Talks stall on policing Whiteclay

Published Tuesday April 20, 2004

LINCOLN – Tribal police for the Pine Ridge Indian Reservation in South Dakota will not provide law enforcement in the Nebraska border town of Whiteclay if the State of Nebraska will not pay for it, a tribal official said Monday.

Negotiations between the Oglala Sioux Tribe and Nebraska Attorney General Jon Bruning on a cross-deputization plan have slowed to a near halt over the issue.

Leon Romero, coordinator for the Judiciary Committee of the Oglala Sioux Tribal Council, said the council will discuss the issue during its next meeting, April 28 though April 30. He said the general consensus of the committee, the council and Tribal Chairman John Steele is to approve the cross-deputization agreement only on the condition that Nebraska provide $250,000 for the law enforcement services.

That is the amount that the Nebraska State Patrol has said it would cost for it to provide full-time law enforcement in Whiteclay. The unincorporated village just across the border from the Pine Ridge Reservation sells millions of cans of beer each year, mostly to residents of the officially dry reservation.

Bruning said his office is continuing to negotiate over a possible cross-deputization agreement with the tribe, even though negotiations are progressing slowly.

Romero said Nebraska should pay the tribe a share of liquor sales taxes paid in Whiteclay to cover law enforcement costs.

Bruning said that is unlikely to happen. He noted that the Legislature has repeatedly rejected legislation to share Whiteclay tax collections with the tribe.

“I respect their position, but it’s highly unlikely the state is willing to pay money to reach this agreement,” Bruning said. “We think this agreement would make Whiteclay safer.”
Bruning said the state has offered the tribe assistance in seeking federal funds to pay for detoxification and other services.
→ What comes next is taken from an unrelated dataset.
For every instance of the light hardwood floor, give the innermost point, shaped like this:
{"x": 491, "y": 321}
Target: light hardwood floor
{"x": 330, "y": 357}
Romero said the cross-deputization issue is “not dead yet.” He said the tribe would like to meet with Bruning and Nebraska Gov. Mike Johanns to see if further agreement can be reached.

Meanwhile, the Nebraska Liquor Control Commission has set a hearing for Thursday on whether to reinstate a liquor license to one of the town’s beer-only outlets, the Arrowhead Inn. The commission canceled the license of Arrowhead Inn owner Don Schwarting last month after Schwarting’s felony conviction for selling used cars without a license.

Schwarting’s son, Jason, has asked for a liquor license to be issued in his name, said Hobart Rupe Jr., Liquor Commission executive director. Rupe said the commission examines such requests for replacement licenses carefully to avoid fraud.